Replacing your existing chat/completions backend

Move an app from a synchronous /chat/completions call to LoreOS’s async event model — without a UX downgrade.

If your app already calls a POST /chat/completions-style endpoint and renders the returned text, this page is the migration. The shape changes in exactly one place: the reply is no longer in the HTTP response. Everything else — your UI, your end-user auth, your message history — stays yours.

This guide gives you a drop-in adapter that hides the change behind a sync-feeling function, plus the production patterns (retry safety, typing UX, polling-vs-SSE, and a graceful fallback to your old provider during cutover).

The one mental shift

A classic completions call is synchronous: you send messages, the HTTP response is the reply.

POST /chat/completions { messages: [...] } -> 200 { choices: [{ message }] }
(reply is in this response)

LoreOS is asynchronous: POST /v1/sessions/{id}/messages returns immediately with a cursor and a run_ref — an acknowledgement, not the reply. The character’s reply arrives a few seconds later as a message.created event on the session’s event log, which you read by polling, SSE, or webhook.
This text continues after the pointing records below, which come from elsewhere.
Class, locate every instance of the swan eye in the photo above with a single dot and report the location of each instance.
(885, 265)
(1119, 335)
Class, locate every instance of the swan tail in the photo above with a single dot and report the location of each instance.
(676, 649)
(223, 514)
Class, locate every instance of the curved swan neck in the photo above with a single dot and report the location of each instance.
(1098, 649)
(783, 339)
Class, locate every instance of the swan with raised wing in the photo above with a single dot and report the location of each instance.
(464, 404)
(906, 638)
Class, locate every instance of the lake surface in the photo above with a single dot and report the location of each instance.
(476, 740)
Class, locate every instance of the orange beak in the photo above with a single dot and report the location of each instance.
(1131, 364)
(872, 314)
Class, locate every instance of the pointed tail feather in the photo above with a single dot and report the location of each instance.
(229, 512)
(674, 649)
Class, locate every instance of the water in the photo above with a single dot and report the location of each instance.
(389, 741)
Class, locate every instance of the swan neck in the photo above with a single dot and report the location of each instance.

POST /v1/sessions/{id}/messages { text }
-> 200 { accepted: true, cursor, run_ref } (acknowledgement)
...a few seconds later, on the event log...
-> { type: "message.created", role: "character", payload: { bubbles, text } }

Why it works this way. A LoreOS reply is not a single model call. The character runs a multi-step engine per turn — retrieval over its evolving world model, relational and emotional state, grounding and safety/accuracy gates, voice shaping, then multi-bubble emission and delivery. That work takes seconds and can be recovered if your process dies mid-turn (a durability ledger re-runs it). Returning a cursor immediately lets you ack the send instantly, show a typing indicator, and read a richer multi-bubble reply when it lands — instead of holding an HTTP request open through the whole engine.

Two consequences to internalize before you write code:

  • The reply is multi-bubble. payload.bubbles is an ordered list (a messenger-style burst); payload.text is the joined convenience form. Render bubbles when present.
  • Don’t read top-level response fields. Every response is wrapped as { schema_version, data, next_actions }. Read response.data.cursor, not response.cursor. Errors are { detail: { code, message, fix } }.

A reference adapter (sync façade over the async events)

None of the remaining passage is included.